Import the Python libraries to start a Spark session, query1 from and boto3.

from pyspark.sql import SparkSession
import shutil
import os
import glob
import boto3
from sqlfile import query1
from configparser import ConfigParser

Create a SparkSession

SparkSession provides a single entry point to interact with the underlying Spark engine and enables Spark programming with DataFrame and Dataset APIs. Most importantly, it restricts the number of concepts and builds a developer has to work with while interacting with Spark.. In this point, you can use the ‘Spark – spark’ variable as your instance object to access your public methods and instances for the duration of your Spark job. Give the app a name.

appName = "PySpark ETL Example - via MS-SQL JDBC"
master = "local"
spark = SparkSession 

Read the configuration file

We have stored the parameters in a file “config.ini” to separate static parameters from Python code. This helps to write cleaner code without any coding. Este module implements a basic configuration language that provides a structure similar to what we see in Microsoft Windows .ini files.

url = config.get('mssql-onprem', 'url')
user = config.get('mssql-onprem', 'user')
password  = config.get('mssql-onprem', 'password')
dbtable =  config.get('mssql-onprem', 'dbtable')
filename =  config.get('mssql-onprem', 'filename')
ACCESS_KEY=config.get('aws', 'ACCESS_KEY')

SECRET_KEY=config.get('aws', 'SECRET_KEY')

BUCKET_NAME=config.get('aws', 'BUCKET_NAME')
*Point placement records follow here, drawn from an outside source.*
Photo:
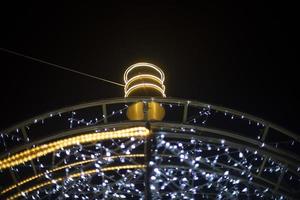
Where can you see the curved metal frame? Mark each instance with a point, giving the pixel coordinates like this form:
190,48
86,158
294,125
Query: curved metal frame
233,139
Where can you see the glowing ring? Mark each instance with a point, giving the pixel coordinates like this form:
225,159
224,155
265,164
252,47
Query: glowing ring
44,149
145,85
131,85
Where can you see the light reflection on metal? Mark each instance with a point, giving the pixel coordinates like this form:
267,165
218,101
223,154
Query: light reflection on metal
144,77
68,166
44,149
88,172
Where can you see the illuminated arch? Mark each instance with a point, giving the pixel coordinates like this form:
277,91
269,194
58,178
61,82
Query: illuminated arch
149,80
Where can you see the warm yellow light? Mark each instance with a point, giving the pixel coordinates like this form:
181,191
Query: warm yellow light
92,171
150,80
44,149
67,166
145,85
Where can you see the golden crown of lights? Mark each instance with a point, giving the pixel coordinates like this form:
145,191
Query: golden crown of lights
144,75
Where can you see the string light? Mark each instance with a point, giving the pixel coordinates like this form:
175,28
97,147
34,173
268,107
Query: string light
54,146
74,176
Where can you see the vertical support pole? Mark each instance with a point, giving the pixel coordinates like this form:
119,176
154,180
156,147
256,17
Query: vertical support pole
185,112
12,174
104,112
279,179
148,153
265,133
25,136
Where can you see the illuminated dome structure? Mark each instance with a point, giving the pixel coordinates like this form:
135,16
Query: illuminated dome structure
147,146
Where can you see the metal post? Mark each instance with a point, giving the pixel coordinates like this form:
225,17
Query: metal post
104,112
148,153
185,111
25,136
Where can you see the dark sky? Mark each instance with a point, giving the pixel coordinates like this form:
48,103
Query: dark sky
238,55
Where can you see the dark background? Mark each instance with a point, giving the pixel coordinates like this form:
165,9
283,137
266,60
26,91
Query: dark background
238,55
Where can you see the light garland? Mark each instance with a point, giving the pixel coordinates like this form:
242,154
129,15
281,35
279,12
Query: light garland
68,166
54,146
150,81
88,172
204,159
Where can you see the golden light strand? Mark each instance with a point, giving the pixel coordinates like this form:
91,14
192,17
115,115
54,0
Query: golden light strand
33,188
44,149
67,166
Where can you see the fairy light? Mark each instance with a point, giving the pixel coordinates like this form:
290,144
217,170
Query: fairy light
83,173
54,146
68,166
184,157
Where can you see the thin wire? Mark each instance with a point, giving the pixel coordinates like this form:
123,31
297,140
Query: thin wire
60,67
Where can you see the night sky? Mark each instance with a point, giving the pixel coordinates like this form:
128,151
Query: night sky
237,55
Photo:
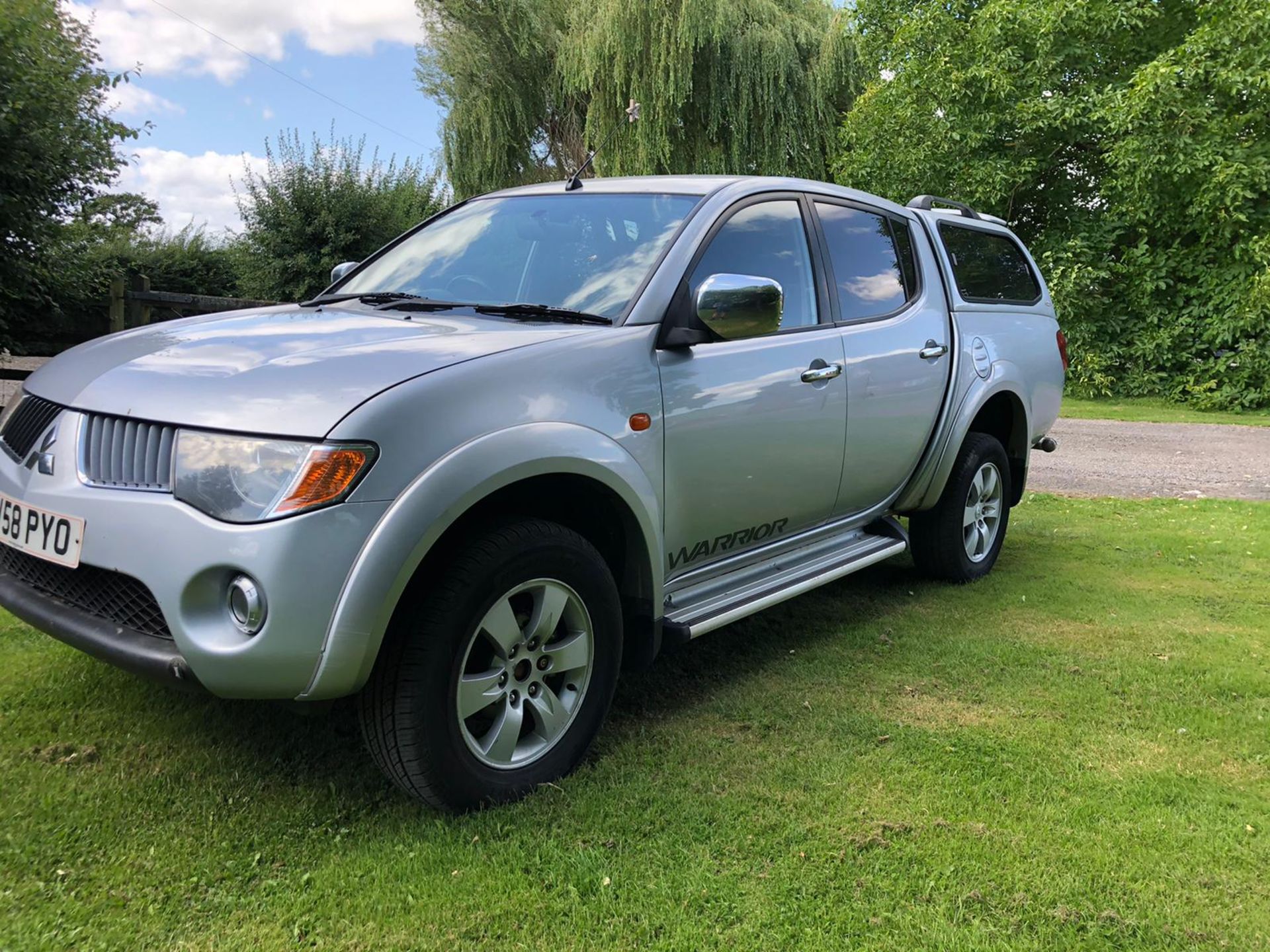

DIRECTORY=config.get('aws', 'DIRECTORY')

Run data extraction

Spark includes a data source that can read data from other databases using JDBC. Run SQL on the remote database connecting using Microsoft SQL Server JDBC driver and connection parameters. In option “query”, if you want to read a whole table, provide the table name; on the contrary, if you want to run the select query, specify the same. The data returned by SQL is stored in a Spark data frame.

jdbcDF ="jdbc") 
    .option("url", url) 
    .option("query", query2) 
    .option("user", user) 
    .option("password", password) 
    .option("driver", "") 

Save data frame as CSV file

The data frame can be stored on the server as a file. Archivo CSV. Something, this step is optional in case you want to write the data frame directly to an S3 bucket, this step can be skipped. PySpark, default, create multiple partitions, to avoid this we can save it as a single file using the coalesce function (1). Then, we move the file to the designated output folder. Optionally, remove created output directory if you just want to save dataframe to S3 bucket.

shutil.move(glob.glob(os.getcwd() + '/' + path + '/' + r '*. csv')[0], os.getcwd()+ '/' + filename )
shutil.rmtree(os.getcwd() + '/' + path)

Copy data frame to bucket S3

First, create a 'boto3 session’ using AWS access and secret key values. Retrieve the values ​​from the S3 bucket and subdirectory where you want to upload the file. the Upload file() accepts a file name, a bucket name and an object name. The method handles large files by dividing them into smaller chunks and loading each chunk in parallel.

session = boto3.Session(
s3_output_key=DIRECTORY + filename
s3 = session.resource('s3')
# Filename - File to upload
# Bucket - Bucket to upload to (the top level directory under AWS S3)
# Key - S3 object name (can contain subdirectories). If not specified then file_name is used
s3.meta.client.upload_file(Filename=filename, Bucket=bucket_name, Key=s3_output_key)

Cleaning files

After uploading the file to the S3 bucket, delete any files left on the server; on the contrary, I threw an error.

if os.path.isfile(filename):
    print("Error: %s file not found" % filename)


Apache Spark is an open source cluster computing framework with in-memory processing capabilities. It was developed in the Scala programming language. Spark offers many features and capabilities that make it an efficient Big Data framework. Performance and speed are the main benefits of Spark. You can load the terabytes of data and process it smoothly by setting up a multi-node cluster. This article gives an idea of ​​how to write a Python-based ETL.

The media shown in this article is not the property of DataPeaker and is used at the author's discretion.

Subscribe to our Newsletter

We will not send you SPAM mail. We hate it as much as you.